Another surprising indicator of a mustard’s heat: fat content. While the majority of these Dijons contained no fat, our favorites had a tiny amount—just 0.5 grams per serving. It turns out that mustard seeds are the only ingredient in most Dijons that contains fat. Therefore the Dijons listing fat were likely to contain more mustard seeds than other products, which helped to explain their more potent heat.
Finally, we knew from a previous Dijon tasting that mustard’s pungent isothiocyanate compounds are highly volatile and will fade with time or exposure to air. In fact, oxidation can even occur slowly inside new, unopened containers of mustard. All the Dijons we tasted contain preservatives that can help inhibit oxidation, but it turns out that the type of preservative used can influence heat. While our top three mustards included some form of sulfite or sulfur dioxide, most of the others relied on tartaric acid. Sulfur dioxide renders oxygen inactive, which makes it a very effective stabilizer, but tartaric acid merely removes traces of iron that promote oxidation, so it’s less effective.

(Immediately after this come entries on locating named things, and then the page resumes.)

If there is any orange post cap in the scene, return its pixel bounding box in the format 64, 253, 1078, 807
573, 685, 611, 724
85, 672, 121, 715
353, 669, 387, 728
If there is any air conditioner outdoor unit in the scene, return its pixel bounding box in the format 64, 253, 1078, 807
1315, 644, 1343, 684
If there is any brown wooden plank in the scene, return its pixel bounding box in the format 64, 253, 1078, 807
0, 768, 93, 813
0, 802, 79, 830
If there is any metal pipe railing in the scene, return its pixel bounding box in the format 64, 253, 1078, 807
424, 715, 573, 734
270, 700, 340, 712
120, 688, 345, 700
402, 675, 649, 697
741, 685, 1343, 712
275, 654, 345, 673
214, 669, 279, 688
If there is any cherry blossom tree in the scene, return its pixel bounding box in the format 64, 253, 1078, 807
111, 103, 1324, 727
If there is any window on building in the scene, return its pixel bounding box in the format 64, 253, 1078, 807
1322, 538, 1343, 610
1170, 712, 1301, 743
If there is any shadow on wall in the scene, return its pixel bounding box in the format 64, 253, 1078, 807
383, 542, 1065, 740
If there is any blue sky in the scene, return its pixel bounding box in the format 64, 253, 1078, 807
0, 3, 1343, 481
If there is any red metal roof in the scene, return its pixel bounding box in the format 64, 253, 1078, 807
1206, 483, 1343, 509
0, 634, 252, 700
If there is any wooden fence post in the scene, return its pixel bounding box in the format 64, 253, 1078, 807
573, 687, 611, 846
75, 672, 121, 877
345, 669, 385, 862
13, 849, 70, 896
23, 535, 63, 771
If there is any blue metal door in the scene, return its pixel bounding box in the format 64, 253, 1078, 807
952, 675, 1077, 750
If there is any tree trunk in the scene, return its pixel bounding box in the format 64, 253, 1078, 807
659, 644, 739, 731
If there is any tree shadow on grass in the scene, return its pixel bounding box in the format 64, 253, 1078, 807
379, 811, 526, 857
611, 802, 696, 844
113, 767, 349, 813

All these other factors being equal, the best way to ensure that your mustard will pack some heat is to buy the freshest possible product. The problem is that manufacturers don’t make determining the age of a product easy. For one thing, a mustard’s shelf life can range from six months to two years, depending on the manufacturer, and is not printed on the label—making it hard to know whether a mustard that’s, say, five months away from a sell by date is still very fresh or getting close to the end of its time. (We determined the age of the mustards in our tasting by calling the manufacturers to find out their shelf life.) What’s more, some brands print a cryptic manufacturing code that corresponds to a production date rather than an actual sell-by date. Even with this ambiguity, our advice is to, when possible, buy a mustard that does list a sell-by date, and make sure that date is as far away as possible.
Cuts the Mustard
Our favorite mustard brought together all the traits we were looking for. Its pH was the highest of all the mustards in the lineup (3.80 versus 3.49 in the loser), and it contained a small amount of fat; in fact, it was the only mustard we tasted to list mustard seeds as the first ingredient. (Incidentally, it’s also the only widely available supermarket Dijon produced in France.) It wowed tasters with the “sharp, nasal-clearing,” “long, slow burn” that we associate with good Dijon.
Twenty-one Cook’s Illustrated staff members sampled 10 supermarket Dijon mustards plain and on boiled hot dogs, rating them on spiciness, texture, and overall appeal. Products were selected using data on top-selling national brands of mustard compiled by Chicago-based marketing research firm IRi. Products are listed in order of preference. Sodium and fat are based on label information.
Read the Label
The three best indicators of a strong, spicy Dijon are right on the label.
1. FAT CONTENT: Even a small amount indicates more mustard seeds—and stronger flavor.
2. SELL-BY DATE: Fresher mustards are spicier, so buy jars as far from their dates as possible.
3. PRESERVATIVE: Sulfur dioxide is more effective than tartaric acid at staving off oxidation and, thus, preserving heat.